FreeScout is an open-source help desk and shared inbox application built on PHP's Laravel framework. The vulnerability CVE-2026-34443 is classified as CWE-918, Server-Side Request Forgery (SSRF). It arises from a logic flaw in the checkIpByMask() function located in app/Misc/Helper.php. This function is intended to verify if an input IP address falls within certain CIDR ranges to restrict access to private network addresses. However, the function only checks for the presence of a '/' character to identify CIDR notation. Since plain IP addresses do not contain '/', the function always returns false for them, effectively bypassing the CIDR range checks. Consequently, the private IP ranges 10.0.0.0/8 and 172.16.0.0/12 remain unprotected. An attacker can exploit this by sending crafted requests through FreeScout that target internal network resources, potentially accessing sensitive services or data not intended to be exposed externally. The vulnerability does not require any authentication or user interaction, making it remotely exploitable over the network. The CVSS 4.0 vector (AV:N/AC:L/AT:N/UI:N/VC:L/VI:L/VA:N/SC:N/SI:N/SA:N) indicates network attack vector, low attack complexity, no privileges or user interaction required, with low impact on confidentiality and integrity, and no impact on availability. The flaw was addressed and patched in FreeScout version 1.8.211. There are currently no known active exploits in the wild. Organizations using FreeScout versions prior to 1.8.211 are at risk and should upgrade to the patched version to prevent exploitation.

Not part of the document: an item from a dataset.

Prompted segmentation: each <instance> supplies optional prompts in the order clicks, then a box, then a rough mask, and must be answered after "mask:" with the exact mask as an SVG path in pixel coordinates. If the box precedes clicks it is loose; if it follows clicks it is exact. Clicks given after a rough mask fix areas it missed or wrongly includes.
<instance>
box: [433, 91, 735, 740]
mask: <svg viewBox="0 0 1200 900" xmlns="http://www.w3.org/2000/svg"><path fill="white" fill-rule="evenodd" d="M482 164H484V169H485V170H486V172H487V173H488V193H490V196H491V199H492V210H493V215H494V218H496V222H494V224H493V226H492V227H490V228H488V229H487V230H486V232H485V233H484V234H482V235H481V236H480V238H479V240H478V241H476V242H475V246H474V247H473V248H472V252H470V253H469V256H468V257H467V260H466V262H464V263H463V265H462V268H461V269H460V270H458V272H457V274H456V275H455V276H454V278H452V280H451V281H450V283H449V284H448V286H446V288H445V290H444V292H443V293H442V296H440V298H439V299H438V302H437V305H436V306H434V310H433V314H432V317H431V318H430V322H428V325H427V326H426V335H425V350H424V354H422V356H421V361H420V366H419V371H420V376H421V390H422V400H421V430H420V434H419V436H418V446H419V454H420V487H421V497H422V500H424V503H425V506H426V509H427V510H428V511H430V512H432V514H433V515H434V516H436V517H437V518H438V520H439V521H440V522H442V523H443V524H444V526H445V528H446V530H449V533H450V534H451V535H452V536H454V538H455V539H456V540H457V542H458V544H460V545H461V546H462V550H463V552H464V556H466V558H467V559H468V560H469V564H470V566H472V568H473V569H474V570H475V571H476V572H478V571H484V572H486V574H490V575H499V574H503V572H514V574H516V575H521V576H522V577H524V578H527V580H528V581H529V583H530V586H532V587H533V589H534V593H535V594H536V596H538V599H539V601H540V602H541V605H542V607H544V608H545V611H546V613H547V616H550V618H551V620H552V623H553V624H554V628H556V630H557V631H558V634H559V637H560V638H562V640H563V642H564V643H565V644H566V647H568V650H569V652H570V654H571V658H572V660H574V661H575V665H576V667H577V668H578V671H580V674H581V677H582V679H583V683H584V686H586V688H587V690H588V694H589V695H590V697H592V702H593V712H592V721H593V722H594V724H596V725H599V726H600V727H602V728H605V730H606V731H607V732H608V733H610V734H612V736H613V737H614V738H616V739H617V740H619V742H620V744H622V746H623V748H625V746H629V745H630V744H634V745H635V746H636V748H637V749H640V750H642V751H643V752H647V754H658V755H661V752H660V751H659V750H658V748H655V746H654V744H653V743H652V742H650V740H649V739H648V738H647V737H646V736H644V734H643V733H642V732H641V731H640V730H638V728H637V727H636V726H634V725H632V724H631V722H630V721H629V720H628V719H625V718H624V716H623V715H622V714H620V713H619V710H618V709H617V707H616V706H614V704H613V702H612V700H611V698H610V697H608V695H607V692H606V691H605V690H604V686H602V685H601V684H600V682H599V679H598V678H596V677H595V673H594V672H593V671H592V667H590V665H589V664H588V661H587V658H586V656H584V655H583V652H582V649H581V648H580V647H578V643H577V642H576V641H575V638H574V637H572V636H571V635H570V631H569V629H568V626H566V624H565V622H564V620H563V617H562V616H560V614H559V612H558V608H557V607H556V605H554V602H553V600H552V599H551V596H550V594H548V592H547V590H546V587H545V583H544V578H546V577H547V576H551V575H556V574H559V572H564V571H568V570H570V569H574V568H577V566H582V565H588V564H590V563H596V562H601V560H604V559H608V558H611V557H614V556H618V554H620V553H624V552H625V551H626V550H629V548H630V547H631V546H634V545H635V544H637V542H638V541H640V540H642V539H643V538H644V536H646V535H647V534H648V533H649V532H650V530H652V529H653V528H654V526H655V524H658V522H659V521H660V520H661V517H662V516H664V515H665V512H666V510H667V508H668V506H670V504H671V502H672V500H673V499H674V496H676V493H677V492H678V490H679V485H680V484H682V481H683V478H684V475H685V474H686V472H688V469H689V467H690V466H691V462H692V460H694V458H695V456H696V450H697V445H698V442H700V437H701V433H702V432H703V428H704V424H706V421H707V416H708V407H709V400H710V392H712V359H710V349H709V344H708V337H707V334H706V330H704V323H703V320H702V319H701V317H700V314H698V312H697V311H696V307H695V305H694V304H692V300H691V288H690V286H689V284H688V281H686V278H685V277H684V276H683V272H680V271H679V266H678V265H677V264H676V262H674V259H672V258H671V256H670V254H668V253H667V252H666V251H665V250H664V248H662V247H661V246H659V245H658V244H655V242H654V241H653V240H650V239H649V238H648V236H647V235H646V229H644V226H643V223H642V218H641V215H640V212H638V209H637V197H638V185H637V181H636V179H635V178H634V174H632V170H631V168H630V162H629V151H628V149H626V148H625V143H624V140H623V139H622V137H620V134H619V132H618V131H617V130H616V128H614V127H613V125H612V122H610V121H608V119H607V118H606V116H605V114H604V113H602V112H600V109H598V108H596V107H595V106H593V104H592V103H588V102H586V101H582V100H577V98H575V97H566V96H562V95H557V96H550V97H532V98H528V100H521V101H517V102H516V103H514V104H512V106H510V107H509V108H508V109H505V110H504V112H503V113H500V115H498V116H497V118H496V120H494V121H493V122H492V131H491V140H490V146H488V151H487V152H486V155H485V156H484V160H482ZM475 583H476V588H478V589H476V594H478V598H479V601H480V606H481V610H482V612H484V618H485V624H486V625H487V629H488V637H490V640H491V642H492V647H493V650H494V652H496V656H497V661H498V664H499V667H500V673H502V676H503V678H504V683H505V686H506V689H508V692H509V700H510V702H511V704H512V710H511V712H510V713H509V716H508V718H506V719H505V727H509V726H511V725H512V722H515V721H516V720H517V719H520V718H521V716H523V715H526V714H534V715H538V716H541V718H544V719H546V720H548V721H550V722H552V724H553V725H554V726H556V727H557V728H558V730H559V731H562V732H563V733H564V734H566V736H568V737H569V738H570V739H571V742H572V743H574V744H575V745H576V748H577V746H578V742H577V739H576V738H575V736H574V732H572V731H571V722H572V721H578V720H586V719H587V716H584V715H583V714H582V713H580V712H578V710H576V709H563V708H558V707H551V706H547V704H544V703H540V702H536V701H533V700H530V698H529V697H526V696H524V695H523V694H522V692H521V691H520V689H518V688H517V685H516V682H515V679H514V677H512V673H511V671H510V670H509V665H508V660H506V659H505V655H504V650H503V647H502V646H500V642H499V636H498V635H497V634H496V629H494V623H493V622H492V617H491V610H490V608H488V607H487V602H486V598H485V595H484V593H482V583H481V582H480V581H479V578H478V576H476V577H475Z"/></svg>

The SSRF vulnerability allows attackers to abuse the FreeScout server to send crafted requests to internal network resources that are otherwise inaccessible externally. This can lead to unauthorized access to sensitive internal services, such as databases, internal APIs, or cloud metadata services, potentially exposing confidential information or enabling further lateral movement within the network. Since the vulnerability requires no authentication or user interaction, it can be exploited by remote attackers without prior access. The impact on confidentiality and integrity is low to moderate depending on the internal resources accessed, but availability is not affected. Organizations relying on FreeScout for help desk operations may face data leakage or compromise of internal infrastructure if the vulnerability is exploited. The medium CVSS score reflects this moderate risk. The absence of known exploits in the wild reduces immediate threat but does not eliminate risk, especially as attackers often weaponize such vulnerabilities after disclosure. The scope includes all organizations using vulnerable FreeScout versions, particularly those with sensitive internal network services behind the affected FreeScout deployment.

1. Immediate upgrade of FreeScout installations to version 1.8.211 or later where the vulnerability is patched. 2. Implement network segmentation and firewall rules to restrict FreeScout server outbound requests to only trusted destinations, minimizing SSRF impact. 3. Employ web application firewalls (WAFs) with SSRF detection rules to monitor and block suspicious request patterns targeting internal IP ranges. 4. Conduct internal audits of FreeScout configurations and logs to detect any anomalous request activity indicative of SSRF exploitation attempts. 5. Limit the privileges of the FreeScout application user to reduce potential damage if exploited. 6. Regularly update and patch all software components to reduce exposure to known vulnerabilities. 7. Educate security teams about SSRF risks and monitoring techniques specific to FreeScout deployments. 8. If upgrading immediately is not feasible, consider temporary mitigations such as disabling features that perform external requests or applying custom patches to fix the IP validation logic.